2. Polyvinyl Chloride (PVC):
- Monomer: Vinyl chloride ($CH_2=CHCl$).
- Properties: Rigid and durable, but can be made flexible with plasticizers. Good electrical insulator.
- Uses: Pipes, window frames, flooring, cable insulation, raincoats, medical tubing.
3. Polypropylene (PP):
- Monomer: Propene ($CH_2=CHCH_3$).
- Properties: Similar to HDPE but lighter, more rigid, and has a higher melting point. Good resistance to chemicals and heat.
- Uses: Packaging films, containers, automotive parts, fibers (carpets, ropes), laboratory equipment.
4. Polystyrene (PS):
- Monomer: Styrene ($CH_2=CHC_6H_5$).
- Properties: Rigid, transparent, brittle. Can be foamed (styrofoam). Good electrical insulator.
- Uses: Disposable cups and cutlery, packaging foam, insulation, CD cases, toys.
5. Polyesters (e.g., PET - Polyethylene Terephthalate):
- Monomers: Ethylene glycol and terephthalic acid (condensation polymerization).
- Properties: Strong, rigid, good clarity, good barrier properties.
- Uses: Bottles for beverages, fibers (Dacron, Terylene) for clothing and textiles, films.
6. Polyamides (e.g., Nylon):
- Monomers: Diamine and dicarboxylic acid (e.g., hexamethylenediamine and adipic acid for Nylon-6,6) (condensation polymerization).
- Properties: High tensile strength, abrasion resistance, elasticity, resistance to chemicals.

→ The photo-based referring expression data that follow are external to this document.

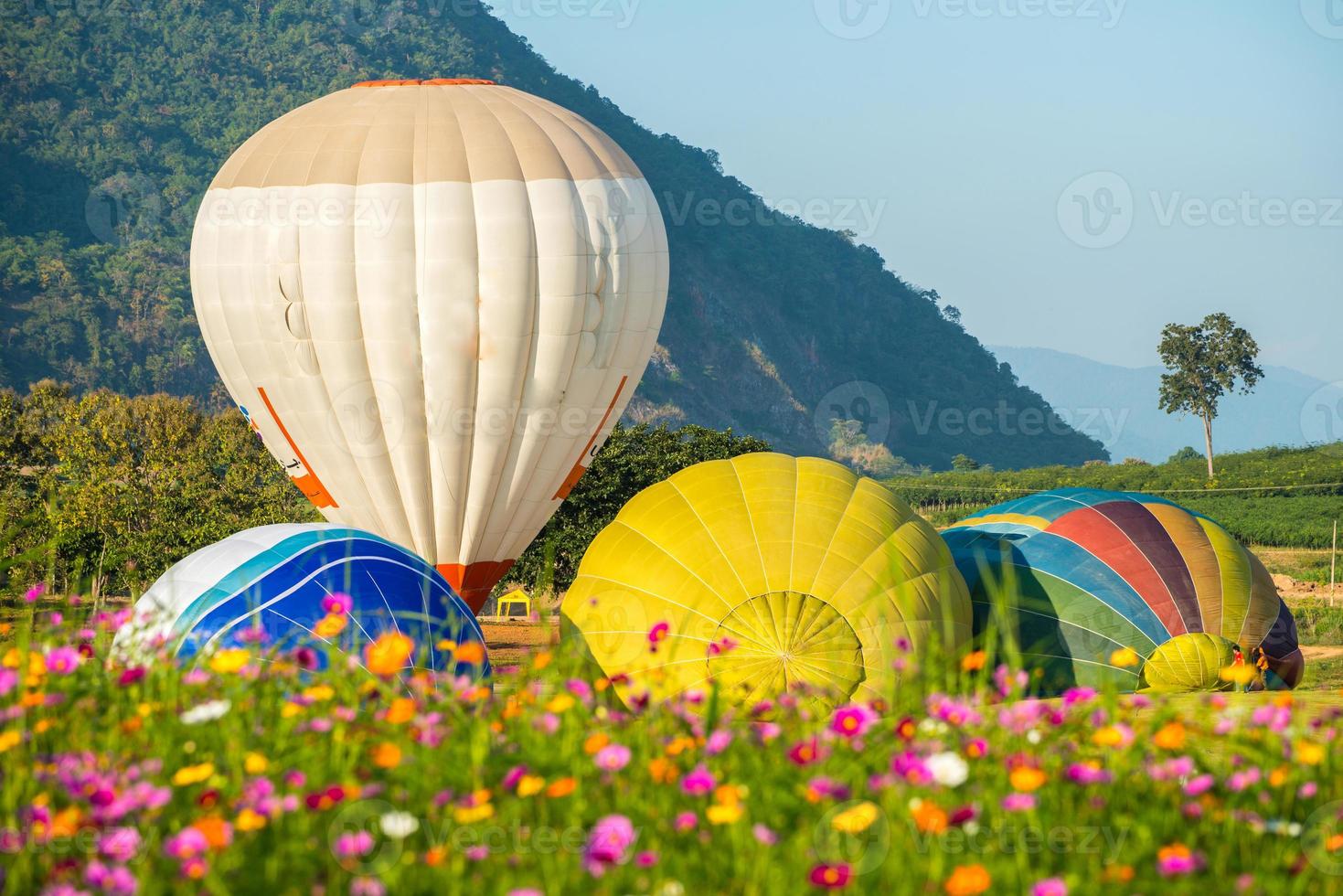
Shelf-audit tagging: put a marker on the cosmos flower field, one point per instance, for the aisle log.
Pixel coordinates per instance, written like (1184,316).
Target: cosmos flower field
(254,772)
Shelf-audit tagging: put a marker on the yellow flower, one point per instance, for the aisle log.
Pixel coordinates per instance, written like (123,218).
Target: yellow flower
(561,787)
(723,813)
(188,775)
(974,661)
(1108,736)
(250,819)
(680,744)
(1308,752)
(1170,736)
(389,655)
(400,710)
(856,819)
(1027,778)
(560,703)
(467,815)
(1124,658)
(529,784)
(387,755)
(967,880)
(329,626)
(229,661)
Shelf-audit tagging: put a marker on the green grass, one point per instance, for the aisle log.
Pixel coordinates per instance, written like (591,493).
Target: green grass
(295,761)
(1300,516)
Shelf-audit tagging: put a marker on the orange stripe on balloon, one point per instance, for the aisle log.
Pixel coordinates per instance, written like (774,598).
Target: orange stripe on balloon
(473,581)
(308,484)
(576,473)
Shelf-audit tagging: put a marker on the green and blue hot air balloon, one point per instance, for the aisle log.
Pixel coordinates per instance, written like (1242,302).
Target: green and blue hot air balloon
(1074,575)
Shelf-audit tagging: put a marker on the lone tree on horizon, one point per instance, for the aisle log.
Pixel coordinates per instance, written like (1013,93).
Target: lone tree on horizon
(1203,363)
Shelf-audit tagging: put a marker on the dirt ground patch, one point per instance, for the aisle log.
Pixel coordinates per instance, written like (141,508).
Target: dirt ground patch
(513,643)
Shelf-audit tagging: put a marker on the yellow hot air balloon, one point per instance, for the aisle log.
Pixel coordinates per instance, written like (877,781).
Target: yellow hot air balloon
(764,572)
(432,300)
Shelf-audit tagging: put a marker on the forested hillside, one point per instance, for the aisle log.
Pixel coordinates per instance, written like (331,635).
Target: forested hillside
(116,116)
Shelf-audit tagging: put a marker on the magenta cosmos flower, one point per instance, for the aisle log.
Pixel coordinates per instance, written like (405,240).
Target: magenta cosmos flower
(609,842)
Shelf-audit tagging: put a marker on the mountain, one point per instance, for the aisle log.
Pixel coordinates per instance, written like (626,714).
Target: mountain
(116,117)
(1117,406)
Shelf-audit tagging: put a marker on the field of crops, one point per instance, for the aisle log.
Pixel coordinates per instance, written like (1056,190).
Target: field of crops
(1285,497)
(254,774)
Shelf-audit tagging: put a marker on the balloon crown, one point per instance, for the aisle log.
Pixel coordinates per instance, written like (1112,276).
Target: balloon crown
(421,82)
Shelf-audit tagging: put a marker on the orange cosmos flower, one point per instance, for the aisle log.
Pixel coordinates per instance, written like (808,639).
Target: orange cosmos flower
(967,880)
(1171,736)
(389,655)
(561,787)
(387,755)
(472,652)
(1027,778)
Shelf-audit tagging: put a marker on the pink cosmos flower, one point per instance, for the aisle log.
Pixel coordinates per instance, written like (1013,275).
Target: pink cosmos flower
(367,887)
(718,741)
(607,844)
(354,844)
(63,660)
(186,844)
(120,844)
(613,758)
(657,635)
(698,781)
(764,836)
(1201,784)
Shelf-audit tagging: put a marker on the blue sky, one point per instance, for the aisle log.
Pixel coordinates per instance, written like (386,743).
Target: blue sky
(1071,174)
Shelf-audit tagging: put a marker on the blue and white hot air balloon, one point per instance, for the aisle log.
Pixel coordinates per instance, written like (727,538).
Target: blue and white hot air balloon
(268,586)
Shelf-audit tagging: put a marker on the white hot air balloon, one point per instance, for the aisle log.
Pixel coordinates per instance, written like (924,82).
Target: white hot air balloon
(432,300)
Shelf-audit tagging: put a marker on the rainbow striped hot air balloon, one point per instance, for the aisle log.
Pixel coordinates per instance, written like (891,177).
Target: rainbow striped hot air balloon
(1080,574)
(272,587)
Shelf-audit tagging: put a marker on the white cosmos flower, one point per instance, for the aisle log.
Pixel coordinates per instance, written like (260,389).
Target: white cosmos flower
(398,825)
(947,769)
(207,710)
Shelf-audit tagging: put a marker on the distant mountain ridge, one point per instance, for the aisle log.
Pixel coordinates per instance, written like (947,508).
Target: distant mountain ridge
(116,121)
(1119,406)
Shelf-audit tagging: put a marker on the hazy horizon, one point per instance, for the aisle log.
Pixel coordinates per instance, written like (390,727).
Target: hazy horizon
(1042,165)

- Uses: Fibers for clothing, carpets, ropes, fishing nets, engineering plastics in automotive parts, electrical components.
7. Bakelite (Phenol-Formaldehyde Resin):
- Monomers: Phenol and formaldehyde (thermosetting condensation polymer).
- Properties: Hard, rigid, excellent electrical insulator, heat resistant.
- Uses: Electrical insulators, handles for cookware, radios and telephone casings.
8. Natural Rubber and Vulcanized Rubber:
- Monomer: Isoprene.
- Properties: Elasticity (natural rubber); improved strength, elasticity, and durability (vulcanized rubber).
- Uses: Tires, footwear, hoses, gloves, seals.